La sentencia más acertada que he escuchado en los últimos tiempos sobre el futuro de las pensiones públicas la dijo Fernando García Paramés. Paramés (aquí toca decir que es considerado el ‘Buffet’ español, para que le pueden ubicar con algún rasgo, aunque es claramente una reducción excesiva), inversor experto y magnífico lector de los mercados y de la economía del país supo dar en la diana con su dardo verbal: «Las pensiones no son más que una pura promesa que se cumplirá... o no». Una promesa política, añado yo.

Más allá de la vertebración (interesada) del debate de las pensiones sobre su subida o adecuación, arde el verdadero incendio de la sostenibilidad del sistema.
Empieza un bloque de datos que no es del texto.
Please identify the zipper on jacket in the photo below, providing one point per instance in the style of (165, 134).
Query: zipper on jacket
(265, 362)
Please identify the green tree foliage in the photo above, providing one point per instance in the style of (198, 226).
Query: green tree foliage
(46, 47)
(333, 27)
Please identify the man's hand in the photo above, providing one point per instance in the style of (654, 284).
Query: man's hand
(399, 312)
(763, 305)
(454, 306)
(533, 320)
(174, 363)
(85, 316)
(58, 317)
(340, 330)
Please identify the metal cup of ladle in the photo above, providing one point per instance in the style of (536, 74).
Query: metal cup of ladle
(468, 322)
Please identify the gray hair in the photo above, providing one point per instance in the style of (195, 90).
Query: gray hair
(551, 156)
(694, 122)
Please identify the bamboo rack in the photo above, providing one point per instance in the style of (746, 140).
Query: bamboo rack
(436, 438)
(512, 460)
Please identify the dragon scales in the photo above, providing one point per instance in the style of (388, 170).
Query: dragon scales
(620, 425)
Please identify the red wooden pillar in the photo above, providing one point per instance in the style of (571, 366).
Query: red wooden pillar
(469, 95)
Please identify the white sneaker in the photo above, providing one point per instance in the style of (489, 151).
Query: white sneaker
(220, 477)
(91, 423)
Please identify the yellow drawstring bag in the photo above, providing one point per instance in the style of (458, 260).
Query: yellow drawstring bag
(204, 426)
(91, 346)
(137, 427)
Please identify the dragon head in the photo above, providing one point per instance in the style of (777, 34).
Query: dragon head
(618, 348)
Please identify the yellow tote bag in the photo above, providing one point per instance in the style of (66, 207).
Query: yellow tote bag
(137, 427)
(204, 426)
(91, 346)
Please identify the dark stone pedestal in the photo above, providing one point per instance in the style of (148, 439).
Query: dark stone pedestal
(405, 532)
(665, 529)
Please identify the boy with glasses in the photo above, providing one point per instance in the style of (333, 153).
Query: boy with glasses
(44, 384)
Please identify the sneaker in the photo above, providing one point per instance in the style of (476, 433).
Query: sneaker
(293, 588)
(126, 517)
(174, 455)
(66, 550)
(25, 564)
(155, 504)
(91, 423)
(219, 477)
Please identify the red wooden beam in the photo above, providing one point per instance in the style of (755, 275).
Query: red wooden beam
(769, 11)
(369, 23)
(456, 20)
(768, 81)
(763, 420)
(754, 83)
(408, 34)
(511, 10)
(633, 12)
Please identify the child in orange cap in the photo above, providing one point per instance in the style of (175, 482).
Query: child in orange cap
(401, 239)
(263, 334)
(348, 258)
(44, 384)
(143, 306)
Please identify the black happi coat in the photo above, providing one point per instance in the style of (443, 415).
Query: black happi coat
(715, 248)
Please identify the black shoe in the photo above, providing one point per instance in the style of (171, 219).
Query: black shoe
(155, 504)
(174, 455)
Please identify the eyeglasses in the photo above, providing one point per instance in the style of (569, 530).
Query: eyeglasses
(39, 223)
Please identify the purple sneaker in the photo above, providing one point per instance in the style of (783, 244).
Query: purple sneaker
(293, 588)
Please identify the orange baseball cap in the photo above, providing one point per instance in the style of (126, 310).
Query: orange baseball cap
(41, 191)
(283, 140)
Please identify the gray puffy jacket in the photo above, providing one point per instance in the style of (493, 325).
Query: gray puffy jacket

El ajuste, sin restarle importancia, tiene una vida corta. La sostenibilidad, en cambio, es la verdadera cuestión. Porque para el personal de la calle, el que cotiza y se erige en pilar de la arquitectura de ese engranaje público, las pensiones son una promesa. De futuro, del suyo propio. Cada nómina contiene una porción de deuda, la que cree el cotizante que el sistema asume a su favor para esos días (de retiro) por venir. Esa deuda significa, ni más ni menos, la confianza en el sistema. Confianza en su responsabilidad.

El problema de las pensiones, un puzle de múltiples piezas pero no irresoluble, parte de una realidad matemática. Mejor dicho: demográfica. Sin un número determinado y estable de cotizantes, es imposible asumir el pago de las pensiones. Máxime cuando conocemos el dibujo que devuelve la pirámide poblacional española: cuando los niños del ‘baby boom’ se jubilen, detrás no hay manos para afrontar las ‘deudas’ contraídas. Si nos quedamos sólo con el dato futuro de pensionistas versus cotizantes (y asumiendo un ritmo de crecimiento del empleo como el actual, lo cual es pecar de optimista), se hace difícil no echarte en los brazos de un oscuro catastrofismo.

Por eso se echa de menos un debate más sosegado y, especialmente, más informado, sobre un tema que preocupa más allá de las actuales reivindicaciones en la calle (legítimas, no sobra decirlo). Es evidente que el sistema se alimenta de la entrada de nuevos cotizantes. Pero eso no implica que acierten aquellos que, raudos, dejan la demagogia funcionar: ni es un esquema piramidal (¿con una duración mayor de 100 años?) ni vale con la entrada de inmigrantes para ‘completar’ el cupo (entonces, ¿cotizan, pero después que se olviden de percibir nada? Increíble lo que algunos llegan a soltar…).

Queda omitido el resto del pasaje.